Let me start this with something fun.
This semester I have–I think–done a pretty good job of introducing you to the fundamentals of visual design. I have presented design in terms of a set of rules: rule regarding typography, spacing, alignment, color, contrast, etc. I do this in large part because rules are teachable. I can reduce something infinite, complex, contradictory, affective, subjective to a set of finite principles. There is an intoxicating gravity to this movement from the infinite variety to the fixed list. As a writing instructor, as a design instructor, it is easy to get drunk on control. But, as a theorist, a philosopher, a rhetorician, I have spent my life in suspicion of this very desire–the desire for control, the desire to quell the other in the form of the same. Similitude becomes a demand. Let me share two quotes, the first from Victor Vitanza, the second from Julia Kristeva.
- “We are not at home in our world/whirl of language. And every attempt to assume that we are has or will have created for human beings dangerous situations. […] Any and every attempt to unconceal or answer definitively [the question of what is [human] B/being] is to perpetrate and act of violence on Being and on human being
- “To worry or to smile, such is the choice when we are assailed by the strange; our decision depends on how familiar we are with our own ghosts”
Postmodernism in two sentences:
The desire to *know* what something *is*.
The resistance to invite the strange.
I think, in this class at least, I am aware of the insecurity that haunts me: I am not an artist, but rather one who attempts to unconceal art, to pin it down into something “knowable” (in a different philosophical language: to transform the infinite into the ontological, the knowable, to make the nomad live in a home). To make the other the same. To erase differance in the name of the universe. One reason I ended the Helvetica documentary with the discussion of Carlson–a designer who didn’t set out to break rules, but rather simply set out to express.

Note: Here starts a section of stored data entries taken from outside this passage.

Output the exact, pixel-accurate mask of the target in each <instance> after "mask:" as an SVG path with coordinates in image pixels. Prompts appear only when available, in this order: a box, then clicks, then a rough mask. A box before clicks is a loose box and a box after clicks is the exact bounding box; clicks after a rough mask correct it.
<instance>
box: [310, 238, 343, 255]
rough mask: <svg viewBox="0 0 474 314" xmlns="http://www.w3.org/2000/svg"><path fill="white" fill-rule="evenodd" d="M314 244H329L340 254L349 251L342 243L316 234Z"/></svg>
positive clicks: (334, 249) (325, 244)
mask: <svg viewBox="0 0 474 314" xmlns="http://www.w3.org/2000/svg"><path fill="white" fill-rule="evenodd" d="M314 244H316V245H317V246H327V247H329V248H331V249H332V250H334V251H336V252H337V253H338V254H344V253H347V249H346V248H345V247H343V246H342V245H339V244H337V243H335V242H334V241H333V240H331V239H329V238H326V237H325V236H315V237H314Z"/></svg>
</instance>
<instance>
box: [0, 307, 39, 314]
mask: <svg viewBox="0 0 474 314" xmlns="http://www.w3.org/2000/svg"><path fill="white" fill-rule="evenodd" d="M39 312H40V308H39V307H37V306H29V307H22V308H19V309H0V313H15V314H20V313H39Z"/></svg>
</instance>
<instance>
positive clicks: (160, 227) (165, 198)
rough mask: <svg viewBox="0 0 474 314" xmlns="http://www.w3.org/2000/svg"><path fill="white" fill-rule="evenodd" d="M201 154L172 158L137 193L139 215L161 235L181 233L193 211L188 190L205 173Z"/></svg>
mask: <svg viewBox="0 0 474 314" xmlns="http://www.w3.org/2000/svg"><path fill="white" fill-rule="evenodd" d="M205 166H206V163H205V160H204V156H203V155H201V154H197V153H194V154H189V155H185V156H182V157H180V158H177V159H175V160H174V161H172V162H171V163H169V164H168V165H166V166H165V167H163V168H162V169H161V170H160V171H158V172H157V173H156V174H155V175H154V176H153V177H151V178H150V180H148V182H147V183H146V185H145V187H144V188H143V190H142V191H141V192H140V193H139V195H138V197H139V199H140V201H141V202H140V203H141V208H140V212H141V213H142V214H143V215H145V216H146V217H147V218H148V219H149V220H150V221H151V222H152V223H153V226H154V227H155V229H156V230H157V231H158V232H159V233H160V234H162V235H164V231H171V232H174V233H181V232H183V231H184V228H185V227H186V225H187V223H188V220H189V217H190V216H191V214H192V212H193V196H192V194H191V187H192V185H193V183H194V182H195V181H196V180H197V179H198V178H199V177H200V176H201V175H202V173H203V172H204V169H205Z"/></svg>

I end on what might perhaps feel an excessively philosophical note. If I have a critique of this class, it is that amongst the rush to teach both design principles and technological tools, I haven’t quite figure out how to incorporate rhetorical theory. That remains a challenge. And, unlike past semesters, I didn’t really have an “avant garde” challenge in this class. I haven’t asked you to make me a map that isn’t a map, to make me a mystory or a MEmorial, to push beyond established genres and–to borrow from Nietzsche–design with a hammer.
To be a designer isn’t necessarily to follow rules (although, rhetorically speaking, the rules will rule, will always, already influence judgement; we disseminate without control over how a work will be received and–if educated–aware and sensitive to the many ways it will be mis/read). To be a designer is to design, to create, to express, to write perhaps without care, but more likely with suspicion, of what we are told is right.